Publication Year: 1983.

British Mountaineering Council Meet. Mark Hutchinson, our British Mountaineering Council host, has a most enjoyable and charismatic personality and did an unsurpassable job of organizing the meet and in particular of arranging an itinerary which allowed us a sampling of a wealth of crags in a relatively short time. The BMC reserved a hut in Capel Curig for our week in North Wales and a hut near Matlock for our week in the Peak District, a complex area of hills and valleys near Sheffield. The latter has limestone in the valleys and gritstone on the ridges of the hills. We took day excursions from these huts and returned each night.

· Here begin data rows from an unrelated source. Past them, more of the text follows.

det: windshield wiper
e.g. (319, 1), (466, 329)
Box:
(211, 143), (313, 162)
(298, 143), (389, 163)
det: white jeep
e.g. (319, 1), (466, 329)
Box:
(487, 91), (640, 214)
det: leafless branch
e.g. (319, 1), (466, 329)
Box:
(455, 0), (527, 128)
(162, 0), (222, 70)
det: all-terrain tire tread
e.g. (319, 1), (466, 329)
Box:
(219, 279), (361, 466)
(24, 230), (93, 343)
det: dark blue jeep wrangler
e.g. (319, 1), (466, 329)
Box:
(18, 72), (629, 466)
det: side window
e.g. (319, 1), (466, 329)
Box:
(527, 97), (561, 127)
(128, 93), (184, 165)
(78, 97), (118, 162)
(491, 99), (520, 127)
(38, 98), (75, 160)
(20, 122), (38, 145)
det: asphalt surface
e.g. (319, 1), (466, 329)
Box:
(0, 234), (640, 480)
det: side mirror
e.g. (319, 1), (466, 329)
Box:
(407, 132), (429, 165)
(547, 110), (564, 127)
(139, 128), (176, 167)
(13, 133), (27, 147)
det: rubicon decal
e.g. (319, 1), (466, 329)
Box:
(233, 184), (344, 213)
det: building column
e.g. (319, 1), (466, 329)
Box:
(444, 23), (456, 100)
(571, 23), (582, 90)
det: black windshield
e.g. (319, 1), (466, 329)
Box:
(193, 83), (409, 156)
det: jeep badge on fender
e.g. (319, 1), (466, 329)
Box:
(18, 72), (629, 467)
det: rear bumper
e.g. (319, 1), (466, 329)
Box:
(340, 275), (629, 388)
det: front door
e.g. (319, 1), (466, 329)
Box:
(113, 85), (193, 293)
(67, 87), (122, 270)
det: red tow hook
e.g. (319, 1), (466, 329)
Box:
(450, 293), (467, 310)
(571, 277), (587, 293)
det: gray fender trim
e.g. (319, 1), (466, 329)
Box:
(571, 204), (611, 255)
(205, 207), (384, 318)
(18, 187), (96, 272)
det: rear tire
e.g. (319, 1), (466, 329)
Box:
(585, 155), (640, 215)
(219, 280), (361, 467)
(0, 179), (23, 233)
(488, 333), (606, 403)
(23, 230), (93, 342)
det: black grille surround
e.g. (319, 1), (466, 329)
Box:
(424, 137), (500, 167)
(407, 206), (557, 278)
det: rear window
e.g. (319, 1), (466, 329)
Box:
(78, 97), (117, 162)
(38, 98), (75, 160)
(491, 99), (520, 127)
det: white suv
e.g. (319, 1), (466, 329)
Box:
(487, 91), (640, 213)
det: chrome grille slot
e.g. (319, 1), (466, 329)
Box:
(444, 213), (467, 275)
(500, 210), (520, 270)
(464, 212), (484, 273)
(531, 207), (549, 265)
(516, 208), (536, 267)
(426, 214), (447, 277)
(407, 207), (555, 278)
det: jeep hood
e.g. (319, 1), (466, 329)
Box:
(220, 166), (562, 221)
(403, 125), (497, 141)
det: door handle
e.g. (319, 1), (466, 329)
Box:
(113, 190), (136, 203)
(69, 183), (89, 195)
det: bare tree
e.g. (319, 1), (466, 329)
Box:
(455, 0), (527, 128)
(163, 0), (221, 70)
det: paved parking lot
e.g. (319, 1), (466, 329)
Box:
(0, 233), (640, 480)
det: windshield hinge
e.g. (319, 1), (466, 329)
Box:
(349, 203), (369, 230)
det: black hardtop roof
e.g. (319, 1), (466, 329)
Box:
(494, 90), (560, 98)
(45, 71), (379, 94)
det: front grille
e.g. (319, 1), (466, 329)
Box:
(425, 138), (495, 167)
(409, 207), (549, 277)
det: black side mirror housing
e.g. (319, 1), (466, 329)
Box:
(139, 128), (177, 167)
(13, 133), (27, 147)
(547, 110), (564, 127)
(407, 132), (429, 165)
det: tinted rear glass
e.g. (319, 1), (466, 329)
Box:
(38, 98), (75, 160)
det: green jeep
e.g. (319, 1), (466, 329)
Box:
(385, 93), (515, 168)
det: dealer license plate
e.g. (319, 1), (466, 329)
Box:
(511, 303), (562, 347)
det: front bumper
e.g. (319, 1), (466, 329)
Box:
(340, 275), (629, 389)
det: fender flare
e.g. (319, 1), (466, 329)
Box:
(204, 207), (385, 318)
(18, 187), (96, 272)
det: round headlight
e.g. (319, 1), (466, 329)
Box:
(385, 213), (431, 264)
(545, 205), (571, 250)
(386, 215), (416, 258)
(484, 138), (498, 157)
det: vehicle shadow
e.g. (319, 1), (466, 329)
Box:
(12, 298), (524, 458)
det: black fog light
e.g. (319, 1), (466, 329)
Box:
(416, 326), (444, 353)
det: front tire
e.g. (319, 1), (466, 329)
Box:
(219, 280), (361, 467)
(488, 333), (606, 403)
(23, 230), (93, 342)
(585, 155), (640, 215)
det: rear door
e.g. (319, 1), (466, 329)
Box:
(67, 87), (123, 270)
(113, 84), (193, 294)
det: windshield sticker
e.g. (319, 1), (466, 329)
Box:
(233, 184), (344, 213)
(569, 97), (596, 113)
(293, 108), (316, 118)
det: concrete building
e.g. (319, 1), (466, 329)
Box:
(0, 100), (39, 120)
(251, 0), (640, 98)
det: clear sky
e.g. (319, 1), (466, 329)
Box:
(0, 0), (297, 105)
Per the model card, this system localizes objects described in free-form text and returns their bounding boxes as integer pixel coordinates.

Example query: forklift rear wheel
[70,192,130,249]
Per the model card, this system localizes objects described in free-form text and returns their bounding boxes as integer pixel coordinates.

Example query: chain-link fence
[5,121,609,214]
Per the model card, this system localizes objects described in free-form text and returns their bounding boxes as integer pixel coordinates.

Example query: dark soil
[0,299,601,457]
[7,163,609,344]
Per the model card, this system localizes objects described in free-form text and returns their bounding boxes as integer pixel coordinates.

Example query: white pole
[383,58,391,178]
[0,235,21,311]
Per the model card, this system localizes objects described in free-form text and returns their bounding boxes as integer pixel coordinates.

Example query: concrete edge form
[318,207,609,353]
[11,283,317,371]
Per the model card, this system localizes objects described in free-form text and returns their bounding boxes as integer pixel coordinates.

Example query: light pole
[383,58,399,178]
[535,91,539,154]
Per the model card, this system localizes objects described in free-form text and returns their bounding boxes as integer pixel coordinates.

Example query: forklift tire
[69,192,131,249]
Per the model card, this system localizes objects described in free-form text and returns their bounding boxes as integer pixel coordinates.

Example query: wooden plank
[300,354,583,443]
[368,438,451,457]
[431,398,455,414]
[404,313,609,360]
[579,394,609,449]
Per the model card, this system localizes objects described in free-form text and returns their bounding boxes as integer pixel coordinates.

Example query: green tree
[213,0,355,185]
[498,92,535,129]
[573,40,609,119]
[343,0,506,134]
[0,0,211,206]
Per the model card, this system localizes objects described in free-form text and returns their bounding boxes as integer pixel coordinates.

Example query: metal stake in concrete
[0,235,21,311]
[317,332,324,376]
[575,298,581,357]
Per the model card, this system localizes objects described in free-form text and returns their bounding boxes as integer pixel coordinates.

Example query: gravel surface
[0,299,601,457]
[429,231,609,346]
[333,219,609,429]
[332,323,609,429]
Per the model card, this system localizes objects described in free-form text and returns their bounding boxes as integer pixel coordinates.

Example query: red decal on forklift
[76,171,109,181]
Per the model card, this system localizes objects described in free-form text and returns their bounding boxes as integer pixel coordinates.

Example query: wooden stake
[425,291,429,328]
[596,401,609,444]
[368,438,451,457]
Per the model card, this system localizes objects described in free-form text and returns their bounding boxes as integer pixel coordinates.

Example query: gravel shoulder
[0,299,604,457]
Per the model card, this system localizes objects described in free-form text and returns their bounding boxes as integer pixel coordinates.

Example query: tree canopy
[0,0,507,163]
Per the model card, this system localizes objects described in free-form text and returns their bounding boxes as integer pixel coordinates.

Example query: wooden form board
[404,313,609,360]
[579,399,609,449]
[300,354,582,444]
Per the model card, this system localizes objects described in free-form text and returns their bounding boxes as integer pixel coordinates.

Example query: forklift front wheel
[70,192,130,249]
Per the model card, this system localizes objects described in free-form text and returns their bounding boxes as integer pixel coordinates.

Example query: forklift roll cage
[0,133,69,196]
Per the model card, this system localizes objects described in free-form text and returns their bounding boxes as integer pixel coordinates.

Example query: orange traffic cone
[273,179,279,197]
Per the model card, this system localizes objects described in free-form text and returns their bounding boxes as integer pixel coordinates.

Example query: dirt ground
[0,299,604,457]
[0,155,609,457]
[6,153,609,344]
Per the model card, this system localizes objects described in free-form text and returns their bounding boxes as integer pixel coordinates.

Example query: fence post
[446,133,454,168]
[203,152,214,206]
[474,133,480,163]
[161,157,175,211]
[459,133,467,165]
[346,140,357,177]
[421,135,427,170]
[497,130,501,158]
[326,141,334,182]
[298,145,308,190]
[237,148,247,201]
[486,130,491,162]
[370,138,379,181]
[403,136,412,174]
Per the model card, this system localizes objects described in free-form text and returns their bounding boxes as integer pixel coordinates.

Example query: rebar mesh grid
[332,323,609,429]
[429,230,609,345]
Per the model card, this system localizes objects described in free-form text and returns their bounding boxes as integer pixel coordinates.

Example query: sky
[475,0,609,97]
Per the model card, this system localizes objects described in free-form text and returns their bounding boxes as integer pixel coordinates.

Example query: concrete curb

Meals were prepared as a group, using the hut facilities, Especially enjoyable were the several evening meals we had at fish-and-chips shops, Indian Tandoori restaurants and other typically British eating places. Transport was via a rented van combined with several private cars belonging to British participants. This allowed us to split up when consensus dictated and visit several crags simultaneously. Climbing with many of Britain’s top climbers, I feel we all developed an appreciation not only of the distinctly bold style and high standard of climbing but also of the intense social scene in British climbing, due in part to the great number of active climbers combined with the limited size of the country. Climbers frequently travel to all parts of the country and are very much aware of and keenly interested in what others are accomplishing. This fosters a strong sense of competition among British climbers which is lacking in the United States. I personally was able to do 34 different routes of high standard, from 5.10a to 5.12b. The BMC graciously treated us to several evenings in the pubs, allowing us to appreciate these social gathering spots as well as to taste the legendary beer! Those representing the American Alpine Club were Douglas Madara, Randy Vogel, Maria Cranor, Kjell Swedin, Dan Lepeska and I.